Philippe Roufflaer semblait avoir de l’emprise sur Vanessa, la mère de ses filles. Il lui laissait peu de liberté. Lorsqu’il a été placé en incapacité de travail, il se montrait paresseux et n’effectuait aucune tâche domestique. Son couple a été marqué par de nombreux épisodes de séparations et de réconciliations. Philippe Roufflaer était très amoureux de Vanessa. Mais il pouvait aussi se montrer manipulateur et influencer ses deux filles pour provoquer le retour de leur mère et reprendre la vie commune. Il lui arrivait de simuler des maladies ou des crises d’épilepsie pour parvenir à ses fins.

En décembre 2016, Vanessa avait signifié à Philippe Roufflaer qu’il devait quitter leur maison pour le 31 décembre. Cette injonction avait jeté un froid dans la famille. Selon les demi-sœurs des victimes, Naora et Loana ont été tuées dans une logique de suicide collectif. Si elle avait été présente au moment des faits, leur mère aurait aussi été tuée.

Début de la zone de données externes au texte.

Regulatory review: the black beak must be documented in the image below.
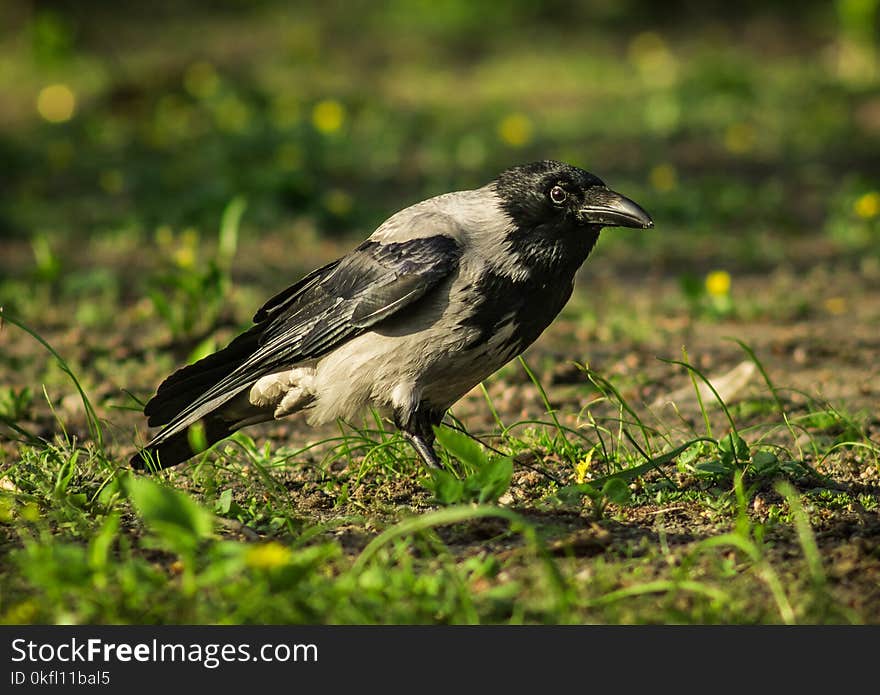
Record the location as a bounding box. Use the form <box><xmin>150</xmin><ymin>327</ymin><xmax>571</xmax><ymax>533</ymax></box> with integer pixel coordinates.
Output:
<box><xmin>578</xmin><ymin>188</ymin><xmax>654</xmax><ymax>229</ymax></box>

Les demi-sœurs des deux victimes ont diffusé lors de leur témoignage des photos et des vidéos montrant Naora et Loana à différentes périodes de leur vie. Ces jeunes femmes entretenaient un lien fort avec les deux victimes. «Elles ne se considéraient pas comme des demi-sœurs. Elles étaient de vraies sœurs. Quand le couple s’est déchiré, les deux filles plus âgées étaient prêtes à aider les deux plus jeunes et à les prendre en charge», a indiqué un témoin.

Selon les témoins, Naora et Loana étaient des fillettes adorables et attentionnées. «Elles étaient pleines d’amour et de vie», a indiqué un ex-compagnon de leur mère.